Disegnare un fiasco con un bicchiere

20 maggio: “Disegnare un fiasco con un bicchiere”. Ho ripescato dal mio archivio il diario scolastico che compilai, con inchiostro blu, nell’anno 1952/53 frequentando la prima classe nella scuola media Giovanni Pascoli di Roma. L’istituto era, allora, ospitato nel tetro edificio di un ex convento di Via San Giovanni in Laterano, a breve distanza dal Colosseo.

Per esservi ammessi, io e i miei compagni avevamo dovuto superare, con la classica tremarella “Giacomo-Giacomo”, la selezione di un difficile “esame di Stato”, successivo a quello di licenza elementare. 

Il libricino, edito da Angelo Signorelli, si apre con un severo regolamento ufficiale, composto di 20 articoli, sui “Doveri degli alunni in scuola”. E in ogni pagina cerca di ammaestrare lo scolaretto con un aforisma moraleggiante d’autore: per esempio, “L’ignoranza è sempre pronta ad ammirarsi.

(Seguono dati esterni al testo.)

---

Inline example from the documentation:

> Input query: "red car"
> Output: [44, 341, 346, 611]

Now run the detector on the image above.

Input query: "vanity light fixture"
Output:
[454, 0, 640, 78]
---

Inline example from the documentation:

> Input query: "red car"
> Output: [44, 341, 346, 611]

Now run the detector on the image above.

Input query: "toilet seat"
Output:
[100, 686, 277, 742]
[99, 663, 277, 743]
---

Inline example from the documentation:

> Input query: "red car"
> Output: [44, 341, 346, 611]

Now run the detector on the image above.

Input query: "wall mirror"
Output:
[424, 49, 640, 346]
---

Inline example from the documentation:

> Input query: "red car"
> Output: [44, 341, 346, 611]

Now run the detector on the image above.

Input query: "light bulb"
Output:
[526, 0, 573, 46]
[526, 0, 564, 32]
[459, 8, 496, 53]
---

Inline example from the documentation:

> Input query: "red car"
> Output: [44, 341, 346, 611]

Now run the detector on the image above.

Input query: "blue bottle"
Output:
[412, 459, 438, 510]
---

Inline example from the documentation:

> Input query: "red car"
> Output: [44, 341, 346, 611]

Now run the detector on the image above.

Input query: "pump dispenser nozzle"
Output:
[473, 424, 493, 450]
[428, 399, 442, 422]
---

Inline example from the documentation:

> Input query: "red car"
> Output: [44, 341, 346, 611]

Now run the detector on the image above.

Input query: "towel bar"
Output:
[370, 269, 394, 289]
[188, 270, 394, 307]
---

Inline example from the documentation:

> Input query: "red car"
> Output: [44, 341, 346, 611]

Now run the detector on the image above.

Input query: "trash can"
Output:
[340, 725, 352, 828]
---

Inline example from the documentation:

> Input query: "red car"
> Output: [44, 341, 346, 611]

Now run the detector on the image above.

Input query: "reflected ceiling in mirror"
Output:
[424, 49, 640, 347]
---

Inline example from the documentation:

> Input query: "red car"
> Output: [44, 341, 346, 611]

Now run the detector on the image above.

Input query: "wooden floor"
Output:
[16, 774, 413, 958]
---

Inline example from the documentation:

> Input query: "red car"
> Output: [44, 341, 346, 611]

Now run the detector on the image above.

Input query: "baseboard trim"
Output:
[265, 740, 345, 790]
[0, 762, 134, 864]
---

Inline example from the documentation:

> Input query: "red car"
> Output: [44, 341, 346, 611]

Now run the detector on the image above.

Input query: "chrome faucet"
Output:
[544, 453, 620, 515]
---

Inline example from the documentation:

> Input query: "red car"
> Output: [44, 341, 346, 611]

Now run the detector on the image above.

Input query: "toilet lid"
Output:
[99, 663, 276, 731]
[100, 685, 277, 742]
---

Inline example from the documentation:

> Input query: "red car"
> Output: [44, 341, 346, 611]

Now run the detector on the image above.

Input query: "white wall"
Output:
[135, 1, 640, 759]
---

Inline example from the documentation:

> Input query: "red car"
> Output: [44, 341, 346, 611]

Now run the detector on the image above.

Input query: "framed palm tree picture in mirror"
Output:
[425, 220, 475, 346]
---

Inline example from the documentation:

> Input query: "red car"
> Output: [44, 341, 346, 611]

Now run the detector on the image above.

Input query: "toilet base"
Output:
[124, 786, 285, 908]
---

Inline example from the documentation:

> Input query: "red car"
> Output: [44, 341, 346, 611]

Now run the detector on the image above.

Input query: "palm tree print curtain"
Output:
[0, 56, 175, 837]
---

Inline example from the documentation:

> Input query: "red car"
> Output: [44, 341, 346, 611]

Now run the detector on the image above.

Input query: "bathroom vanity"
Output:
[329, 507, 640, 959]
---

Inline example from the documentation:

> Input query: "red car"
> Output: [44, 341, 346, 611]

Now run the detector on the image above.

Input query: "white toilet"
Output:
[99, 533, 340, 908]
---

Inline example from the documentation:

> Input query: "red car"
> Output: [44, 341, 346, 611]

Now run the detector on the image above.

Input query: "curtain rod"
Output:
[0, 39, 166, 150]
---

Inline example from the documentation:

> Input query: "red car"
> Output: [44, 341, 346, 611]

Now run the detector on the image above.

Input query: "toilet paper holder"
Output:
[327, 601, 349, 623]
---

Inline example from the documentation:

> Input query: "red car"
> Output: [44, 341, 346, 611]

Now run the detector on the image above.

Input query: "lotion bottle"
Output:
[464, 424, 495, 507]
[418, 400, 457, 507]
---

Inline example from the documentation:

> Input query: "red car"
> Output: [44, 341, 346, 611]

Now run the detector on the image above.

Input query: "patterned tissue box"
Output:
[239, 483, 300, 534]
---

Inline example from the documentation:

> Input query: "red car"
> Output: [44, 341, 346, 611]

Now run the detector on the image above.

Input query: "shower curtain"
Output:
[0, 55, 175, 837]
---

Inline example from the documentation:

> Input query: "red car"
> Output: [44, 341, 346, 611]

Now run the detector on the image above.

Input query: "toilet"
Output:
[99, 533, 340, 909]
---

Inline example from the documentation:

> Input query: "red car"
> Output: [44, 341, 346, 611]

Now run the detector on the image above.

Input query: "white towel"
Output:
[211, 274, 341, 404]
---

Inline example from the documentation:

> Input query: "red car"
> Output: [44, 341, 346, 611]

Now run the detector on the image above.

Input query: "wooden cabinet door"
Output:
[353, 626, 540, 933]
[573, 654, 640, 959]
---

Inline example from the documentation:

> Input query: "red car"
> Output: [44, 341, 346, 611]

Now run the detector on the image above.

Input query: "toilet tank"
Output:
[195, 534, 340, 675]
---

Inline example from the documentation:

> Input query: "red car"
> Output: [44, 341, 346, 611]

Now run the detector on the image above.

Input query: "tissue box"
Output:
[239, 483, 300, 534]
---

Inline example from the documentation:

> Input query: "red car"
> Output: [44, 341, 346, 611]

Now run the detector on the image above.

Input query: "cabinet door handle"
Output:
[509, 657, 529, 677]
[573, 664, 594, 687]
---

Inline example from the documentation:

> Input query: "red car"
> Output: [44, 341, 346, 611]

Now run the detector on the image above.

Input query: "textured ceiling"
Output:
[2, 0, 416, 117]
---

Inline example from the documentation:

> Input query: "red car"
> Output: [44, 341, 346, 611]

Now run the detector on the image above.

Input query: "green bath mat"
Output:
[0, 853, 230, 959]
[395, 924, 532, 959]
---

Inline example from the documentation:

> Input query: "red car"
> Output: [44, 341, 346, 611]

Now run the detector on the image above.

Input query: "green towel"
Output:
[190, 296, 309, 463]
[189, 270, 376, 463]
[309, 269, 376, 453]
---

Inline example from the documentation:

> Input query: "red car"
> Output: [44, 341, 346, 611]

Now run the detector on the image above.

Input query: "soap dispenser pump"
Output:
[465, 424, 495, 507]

Boileau”.

In una delle prime pagine è riportato l’orario delle lezioni, nel quale risultano 24 ore settimanali di 50 minuti, così ripartite tra le 8 materie: 6 di italiano, 6 di latino, 2 di storia, 2 di geografia, 3 di matematica, 2 di disegno, 2 di educazione fisica, 1 di religione. Per la giornata di martedì sono segnate solo le 2 ore di ginnastica, perché la palestra era ubicata in un luogo distante dalla scuola, e quando mancava l’insegnante facevamo vacanza.

Segue un elenco di 12 libri di testo obbligatori, più i vocabolari di italiano, latino e inglese a libera scelta. In appendice, il volumetto pubblica ben 33 moduli per le giustificazioni delle assenze, che nel mio caso sono rimasti tutti in bianco, perché io non mi assentai neppure una volta.

A quei tempi l’anno scolastico cominciava ufficialmente il primo ottobre, con gli esami di riparazione, ma le lezioni partivano più tardi. Allora, alla Pascoli, ebbero inizio lunedì 20 ottobre. In quella data io annotai che mi era stata attribuita dalla professoressa di lettere la seguente “Carica”: “Blibiotecario [sic] – Capo della terza fila. Guardare se hanno fatto i compiti e se hanno portato i libri. Fornire i libri di storia e latino alla prof.”.

Nella pagina del 18 dicembre trovo scritto che “Nel saggio di analisi logica e latino ho meritato sette e mezzo”, con la sigla dell’insegnante di lettere e la firma della mia mamma.

Tra i compiti per casa assegnati nel diario, ci sono temi, riassunti, esercizi e pagine da studiare delle diverse materie, e poesie da imparare a memoria, tra le quali “Il passero solitario” e “Il sabato del villaggio”, di Leopardi. Sabato 28 febbraio: “Versione in classe dall’italiano al latino”. Lunedì 23 marzo: “Tema: San Benedetto, la rondine sotto il tetto…”. Lunedì 30 marzo: “Italiano – Gara di ripetizione: poesie, analisi logica e grammaticale”. Venerdì 17 aprile: “Matematica – Gara sulle regole da pag. 83 a 124”. Mercoledì 13 maggio: “Religione – Saggio di cultura religiosa”. Venerdì 22 maggio: “Ripetizione di tutto il programma. Interrogazioni su tutte le materie”.

Un errore d’ortografia ricorrente nelle mie annotazioni (e che nessuno mi ha corretto a scuola per alcuni anni) colpiva la parola “proprietà”, che restava privata… della seconda r: “Ripetere le propietà della moltiplicazione”.

Nell’ultima pagina del diario, sotto la data di sabato 30 maggio, scrissi: “Un’ora sola per la chiusura dell’anno scolastico. Portare solo un foglietto e un lapis”. Allora la matita si chiamava lapis (che in latino significa pietra) ed era usata di preferenza rispetto alla penna perché non aveva bisogno dell’inchiostro di un calamaio.

Poi, l’attesa dei “quadri” con i risultati degli scrutini finali. Io fui promosso con buoni voti, ma la maggior parte dei miei compagni – ahimé! – furono o rimandati o respinti. Si applicava, infatti, la “dura lex sed lex” di una scuola media selettiva, che metteva al primo posto il latino e tendeva a fermare o a espellere chi non si mostrasse “portato per lo studio”.